Blown-in insulation (loose-fill cellulose or fibreglass)
Blown-in insulation — typically either cellulose (recycled paper) or fibreglass — is the standard and most cost-effective method for topping up attic insulation in Ontario homes. It's installed by blowing loose fibre material into the attic space on top of existing insulation, increasing the total R-value.
Cellulose blown-in is the more common choice for retrofit attics. It achieves roughly R-3.7 per inch, so getting from R-20 to R-60 requires approximately 11 inches of new material. It settles slightly over time but remains effective for decades. Fibreglass blown-in provides similar R-values with slightly less settling.
The limitation of blown-in alone: it adds insulation value but does relatively little for air sealing. Air leakage through penetrations (pot lights, attic hatches, plumbing stacks, electrical boxes) needs to be addressed separately before or alongside blown-in installation for the best results.
Spray polyurethane foam (SPF)
Spray foam comes in two types: open-cell (lower density, ~R-3.7 per inch) and closed-cell (higher density, ~R-6 per inch). Closed-cell spray foam also acts as a vapour barrier and provides structural reinforcement — characteristics that make it useful in specific applications like basement rim joists, cathedral ceilings, and rooflines.
The major advantage of spray foam is that it seals and insulates simultaneously. A spray foam application on the underside of roof sheathing (converting the attic to a conditioned, unvented space) eliminates attic air leakage paths entirely. This is called an "unvented" or "hot roof" assembly.
The hot roof consideration
Spray foam applied to the underside of roof sheathing creates an unvented attic — a different building science approach from a vented attic with blown-in insulation on the floor. Unvented assemblies work well but require correct application and vapour management. They're not universally appropriate for all roof types and climates. We assess attic conditions as part of every audit before recommending an approach.
Cost comparison
Blown-in cellulose is substantially less expensive per R-value achieved. A typical attic top-up to R-60 in a 1,500 sq ft bungalow runs $2,000–$4,000 installed with blown-in. Spray foam applications covering the same area can run $6,000–$12,000 or more depending on foam type and depth required.

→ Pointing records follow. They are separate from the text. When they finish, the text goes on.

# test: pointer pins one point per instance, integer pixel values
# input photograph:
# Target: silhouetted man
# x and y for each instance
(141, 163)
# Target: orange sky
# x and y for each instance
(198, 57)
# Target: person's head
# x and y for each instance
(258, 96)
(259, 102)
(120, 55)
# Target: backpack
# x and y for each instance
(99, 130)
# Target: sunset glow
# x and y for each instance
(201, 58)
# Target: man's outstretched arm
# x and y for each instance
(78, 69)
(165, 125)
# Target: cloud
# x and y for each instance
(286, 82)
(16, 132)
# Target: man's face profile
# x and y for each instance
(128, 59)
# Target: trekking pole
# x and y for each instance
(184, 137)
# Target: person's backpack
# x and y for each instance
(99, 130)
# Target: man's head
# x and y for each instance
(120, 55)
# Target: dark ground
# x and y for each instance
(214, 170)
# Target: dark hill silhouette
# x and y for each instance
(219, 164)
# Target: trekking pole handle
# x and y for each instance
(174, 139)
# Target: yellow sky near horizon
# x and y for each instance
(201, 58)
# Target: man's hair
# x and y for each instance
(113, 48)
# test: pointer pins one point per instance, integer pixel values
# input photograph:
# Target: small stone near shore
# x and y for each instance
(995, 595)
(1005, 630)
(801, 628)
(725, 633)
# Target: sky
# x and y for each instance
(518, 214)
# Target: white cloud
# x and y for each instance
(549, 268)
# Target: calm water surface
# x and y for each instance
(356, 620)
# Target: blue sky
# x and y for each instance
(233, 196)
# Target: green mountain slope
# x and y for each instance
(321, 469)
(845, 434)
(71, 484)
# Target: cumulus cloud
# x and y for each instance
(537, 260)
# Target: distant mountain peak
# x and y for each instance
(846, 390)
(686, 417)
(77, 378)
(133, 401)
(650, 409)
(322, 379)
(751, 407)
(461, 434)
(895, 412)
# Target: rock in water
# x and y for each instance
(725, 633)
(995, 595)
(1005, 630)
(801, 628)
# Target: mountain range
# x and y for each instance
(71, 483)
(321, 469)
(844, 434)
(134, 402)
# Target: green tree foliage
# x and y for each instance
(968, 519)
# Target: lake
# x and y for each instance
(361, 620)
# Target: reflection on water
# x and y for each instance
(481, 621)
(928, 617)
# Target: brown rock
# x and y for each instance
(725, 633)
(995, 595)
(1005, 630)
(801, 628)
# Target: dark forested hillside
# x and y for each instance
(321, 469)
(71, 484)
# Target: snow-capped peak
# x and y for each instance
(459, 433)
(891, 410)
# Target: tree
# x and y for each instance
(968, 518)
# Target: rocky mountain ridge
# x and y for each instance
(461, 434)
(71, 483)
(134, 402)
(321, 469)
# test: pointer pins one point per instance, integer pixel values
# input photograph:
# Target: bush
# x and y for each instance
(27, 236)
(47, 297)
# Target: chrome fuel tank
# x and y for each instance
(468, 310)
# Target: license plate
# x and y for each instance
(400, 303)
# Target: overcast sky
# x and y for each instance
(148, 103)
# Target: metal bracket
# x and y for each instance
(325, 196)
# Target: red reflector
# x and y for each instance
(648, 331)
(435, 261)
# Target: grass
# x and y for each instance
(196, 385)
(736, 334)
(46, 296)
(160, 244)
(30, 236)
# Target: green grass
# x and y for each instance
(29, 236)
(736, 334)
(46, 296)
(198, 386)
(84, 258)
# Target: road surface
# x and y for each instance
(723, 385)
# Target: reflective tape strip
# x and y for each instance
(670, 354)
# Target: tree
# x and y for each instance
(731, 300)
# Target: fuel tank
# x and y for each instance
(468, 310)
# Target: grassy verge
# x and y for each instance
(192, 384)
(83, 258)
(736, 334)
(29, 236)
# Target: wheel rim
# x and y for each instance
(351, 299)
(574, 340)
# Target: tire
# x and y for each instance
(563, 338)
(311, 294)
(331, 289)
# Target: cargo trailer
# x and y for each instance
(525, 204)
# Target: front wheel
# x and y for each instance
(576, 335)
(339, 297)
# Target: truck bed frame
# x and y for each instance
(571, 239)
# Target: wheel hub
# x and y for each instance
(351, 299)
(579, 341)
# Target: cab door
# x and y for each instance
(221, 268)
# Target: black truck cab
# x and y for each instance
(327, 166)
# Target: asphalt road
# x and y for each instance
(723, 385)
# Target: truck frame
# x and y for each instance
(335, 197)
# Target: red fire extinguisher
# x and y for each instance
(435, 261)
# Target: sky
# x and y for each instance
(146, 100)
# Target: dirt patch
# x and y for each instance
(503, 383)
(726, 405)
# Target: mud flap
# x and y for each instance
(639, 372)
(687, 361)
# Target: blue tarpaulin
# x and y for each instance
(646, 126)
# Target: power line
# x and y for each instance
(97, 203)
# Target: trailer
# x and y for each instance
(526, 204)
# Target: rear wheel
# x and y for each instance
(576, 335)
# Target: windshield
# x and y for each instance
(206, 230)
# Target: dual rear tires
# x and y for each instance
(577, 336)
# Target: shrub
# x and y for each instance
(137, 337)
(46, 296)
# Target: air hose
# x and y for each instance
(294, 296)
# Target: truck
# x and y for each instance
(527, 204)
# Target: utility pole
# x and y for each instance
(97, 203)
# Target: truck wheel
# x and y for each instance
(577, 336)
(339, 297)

The premium for spray foam is often justified when the application is a rim joist (where air sealing is critical), a cathedral ceiling with limited depth, or a situation where eliminating attic ventilation complexity is the primary goal. It's rarely the most cost-effective choice for a straightforward attic floor insulation top-up.
What the rebate programs cover
Both blown-in and spray foam attic insulation are eligible measures under the HRS Program. Rebates are based on R-value improvement achieved — the material type doesn't affect eligibility. The post-retrofit audit verifies the achieved R-value before rebate payment is processed.